There was Pop's friend who had a car collection that would make Jay Leno blush. I got to ride in one of the original Batmobiles from the 1960's TV show. Pop's friend drove it on over. The Batmobile was in my driveway!
Pops was into politics too. We would have these lavish fundraisers at our house for all sorts of local political candidates. As a kid, I was invisible to these people. I would weed my way through the hoards in my living room to find the bowl of cocktail franks. Steal the bowl, hustle it up to my bedroom and chow down with my brother.

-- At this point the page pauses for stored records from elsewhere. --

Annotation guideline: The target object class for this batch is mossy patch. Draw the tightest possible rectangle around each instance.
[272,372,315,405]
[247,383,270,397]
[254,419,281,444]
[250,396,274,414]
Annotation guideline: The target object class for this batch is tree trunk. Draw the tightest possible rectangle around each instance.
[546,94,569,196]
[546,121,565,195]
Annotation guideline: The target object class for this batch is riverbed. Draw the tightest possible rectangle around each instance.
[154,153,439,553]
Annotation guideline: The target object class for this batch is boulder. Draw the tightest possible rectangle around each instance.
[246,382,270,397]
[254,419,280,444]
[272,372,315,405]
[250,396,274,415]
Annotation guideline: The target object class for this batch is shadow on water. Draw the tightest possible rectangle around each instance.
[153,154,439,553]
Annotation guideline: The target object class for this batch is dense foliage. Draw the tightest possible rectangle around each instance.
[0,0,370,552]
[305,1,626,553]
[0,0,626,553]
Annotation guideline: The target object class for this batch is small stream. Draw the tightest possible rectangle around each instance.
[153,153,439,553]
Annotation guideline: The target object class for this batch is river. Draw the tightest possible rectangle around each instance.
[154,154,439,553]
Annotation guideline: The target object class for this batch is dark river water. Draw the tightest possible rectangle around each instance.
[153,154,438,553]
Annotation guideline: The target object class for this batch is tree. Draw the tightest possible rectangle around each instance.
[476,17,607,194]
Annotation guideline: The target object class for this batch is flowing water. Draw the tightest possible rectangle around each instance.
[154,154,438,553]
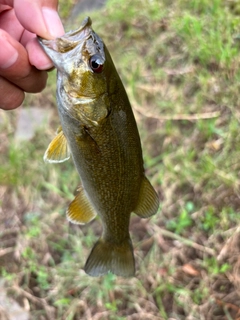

The best part of growing up was that Pop loved sports. The highlight was going to the All Star games in 1981, 1982, and 1983. We hung out at the hotels where the players were staying and I got tons of autographs. I hopped on an elevator in Cleveland in 1981 and found my self staring at Warren Spahn and Yogi Berra. I still have the autographs. Don Drysdale was on our flight back to Chicago, as he was the White Sox announcer back then. He signed my ticket stub. I still have it. My brother and I ran after Mike Schmidt outside Olympic Stadium in Montreal in 1982. In 1983, Pops got us tickets to the All Star game banquet, the night before the game in Chicago. I sat at a huge table with eight or nine all stars and ate dinner with them.
I think it was 1982 and Pops got me and my brother into the Cubs dugout before a game. I remember sitting with Larry Bowa in the dugout. Later that night we went to some sort of fundraiser dinner with the Cubs. I sat next to Steve Henderson. He was awfully nice.
Pop's became friends with all sorts of old-time baseball players. It was not unusual for Jimmy Piersall or Randy Hundley to call my house. I was always too scared to really say anything to those guys. I usually just took a message. I really wanted to ask Jimmy Piersall why he was riding Wayne Nordhagen. Piersall was a White Sox announcer for a long time.
It was a crazy way to grow up but when I think back on it, it was pretty cool. I really loved meeting Ernie Banks in the mid-1970's and feeling the gravel of the warning track in the outfield of Wrigley Field under my feet. I've got so many crazy stories from my childhood. Like the building on Division Street in the West Town neighborhood of Chicago that my grandmother owned with her brother. The building housed a boxing gym and Pop's would take me there with him to collect rent from the boxers. When I got my drivers license, I was sent all over the city and suburbs to collect rent or remove the change from the laundry machines in apartment buildings.
Pops is still around at age 82. He comes out to the card shows occasionally. I know he's hustled some of you guys. Sorry! That is the way he was made. He comes from a different time and like I said, I had a very different upbringing but I wouldn't change a thing!!
I might have told some of these stories in some earlier blogs. Forgive me for repeating them, if I did. Just feeling a little nostalgic and it is always fun to tell these stories.